How to handle long-running scheduled jobs that may overlap

sndevastik
Tera Contributor

Hi All,

 

I have a scenario where a scheduled job is configured to run every 2 hours and fetch/process millions of data records. The challenge is that, due to the large volume of data, the job can sometimes take up to 3 hours to complete.

In such cases, there is a possibility of overlapping executions, data loss, or errors.

What is the best way to design or handle this situation in ServiceNow to make sure:

  • Data is not lost

  • Jobs do not overlap

  • Errors are minimized

Any suggestions or best practices would be really helpful.

Thanks in advance!

2 ACCEPTED SOLUTIONS

Mark Manders
Mega Patron

You should evaluate the entire process. Why is it necessary to collect millions of records? Can't you use a delta on changed records? That would already limit the load. 

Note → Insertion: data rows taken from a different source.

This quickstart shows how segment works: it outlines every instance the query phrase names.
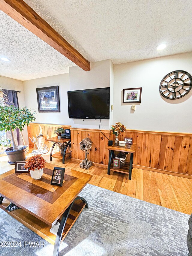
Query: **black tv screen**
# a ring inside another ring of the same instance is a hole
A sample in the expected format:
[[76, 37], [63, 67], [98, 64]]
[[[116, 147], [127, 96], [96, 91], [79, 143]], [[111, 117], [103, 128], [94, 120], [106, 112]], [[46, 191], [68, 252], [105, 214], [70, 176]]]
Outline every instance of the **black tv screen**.
[[109, 119], [110, 89], [68, 92], [69, 117]]

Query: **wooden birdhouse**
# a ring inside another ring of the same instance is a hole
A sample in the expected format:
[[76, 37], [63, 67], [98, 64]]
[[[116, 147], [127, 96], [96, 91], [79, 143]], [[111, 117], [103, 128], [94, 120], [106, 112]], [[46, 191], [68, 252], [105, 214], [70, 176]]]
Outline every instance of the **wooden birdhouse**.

Then check why it is necessary to collect millions of records every two hours? Isn't once a day enough? Or maybe every 3-6 hours? 

This job runs continuously (every two hours and can take up more than that, means it is always running and importing/processing data). If the 'why' of it results in it being necessary and you can't limit the load, you will need to update the processing to check on the 'updated' of the imported records. If that's over two hours after the current job started, don't update it, because you are updating the record with old data.

 


Please mark any helpful or correct solutions as such. That helps others find their solutions.
Mark

View solution in original post

Keara1122
Tera Contributor

You can handle this by adding a mutex/flag check before the job starts, so a new run won’t trigger if the previous one is still active. Another option is to use job queues or break the process into smaller batches with checkpoints. This way you avoid overlaps, ensure data integrity, and reduce errors.

View solution in original post

2 REPLIES 2

Mark Manders
Mega Patron

You should evaluate the entire process. Why is it necessary to collect millions of records? Can't you use a delta on changed records? That would already limit the load. 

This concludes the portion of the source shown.